2021/01/21 14:39:00 ERROR : test/rclonetest/test.txt: vfs cache: failed to download: vfs reader: failed to write to cache file: failed to open for download: -> github.com/Azure/azure-storage-blob-go/azblob.newStorageError, github.com/Azure/azure-storage-blob-go@v0.12.0/azblob/zc_storage_error.go:42
===== RESPONSE ERROR (ServiceCode=BlobNotFound) =====
Description=The specified blob does not exist.
RequestId:b3bf8046-901e-0073-43fa-ef2907000000
Time:2021-01-21T13:39:00.6662581Z, Details:
Code: BlobNotFound

I tried to replicate but I couldn't get the rename command to work

$ rename rclone rclone1 rclonetest
Bareword "rclone" not allowed while "strict subs" in use at (user-supplied code).

I'm trying

rename         1.10-1       all          Perl extension for renaming multiple files

Is that the correct command?

I am using it on SLES so I am not sure if its the same on your distribution.

It is this:
rename from util-linux 2.33.2

#zypper search util-linux
Refreshing service 'spacewalk'.
Loading repository data...
Reading installed packages...

S | Name | Summary | Type
--+--------------------+----------------------------------------+--------
i | util-linux | A collection of basic system utilities | package
| util-linux-lang | Languages for package util-linux | package
i | util-linux-systemd | A collection of basic system utilities | package

Additional Info:
The "link" from the old directory and files in the cache to the new filesystem structure is still working for the Metadata after some days. It only breaks for the File caching.
I can do "ls" to the files in the new directory and it routes it internally to the old folder and then to the new folder on blob. So everything is fine here. It also updates the Metacache.
But when I want to access the file it says the above errors cause it somehow lost the link between the old folder to the new folder on blob.
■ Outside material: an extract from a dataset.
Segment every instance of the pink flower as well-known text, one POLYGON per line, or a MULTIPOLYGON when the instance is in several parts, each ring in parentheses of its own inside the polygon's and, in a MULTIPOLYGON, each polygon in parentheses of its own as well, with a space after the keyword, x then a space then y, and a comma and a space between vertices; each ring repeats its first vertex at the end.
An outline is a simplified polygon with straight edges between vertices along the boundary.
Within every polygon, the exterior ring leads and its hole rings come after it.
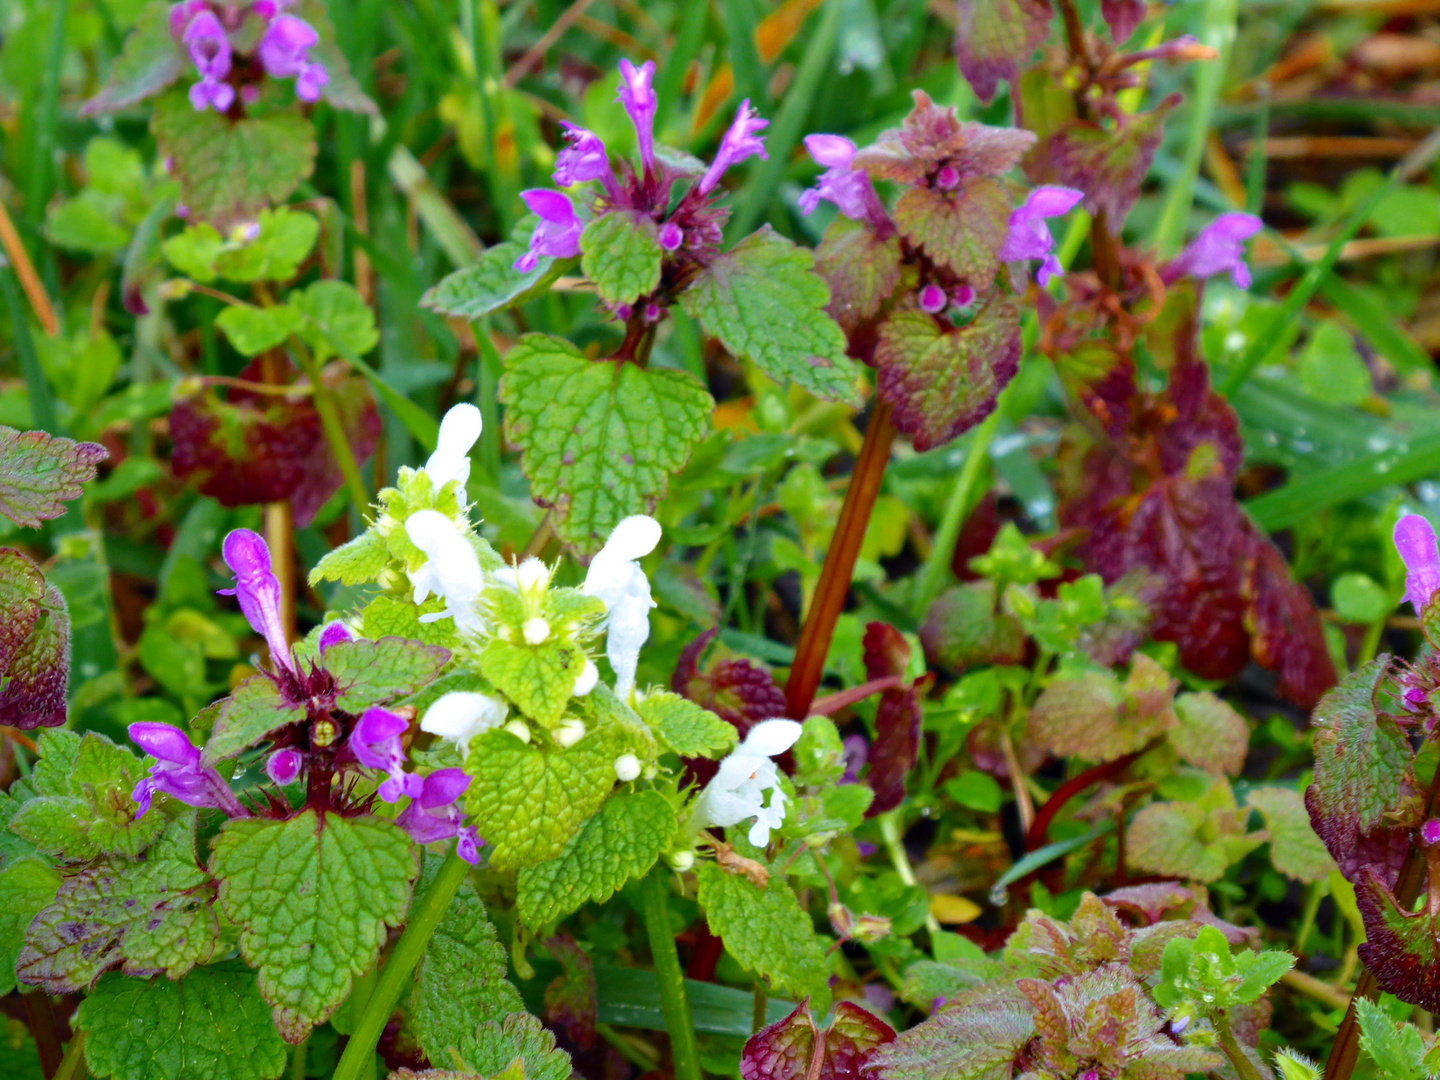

Sorry for the bad explanation.

Do you have any news here?

Ah, I've just figured out with a bit of grepping that it is called rename.ul in ubuntu

I haven't managed to replicate this with the latest beta.

Can you attach a complete log of the mount with -vv - I want to see exactly what happens around the time your run the rename command. I suspect something is going wrong with renaming the directory.

Note that renaming a directory on azureblob isn't straight forward - all the files within need to be renamed.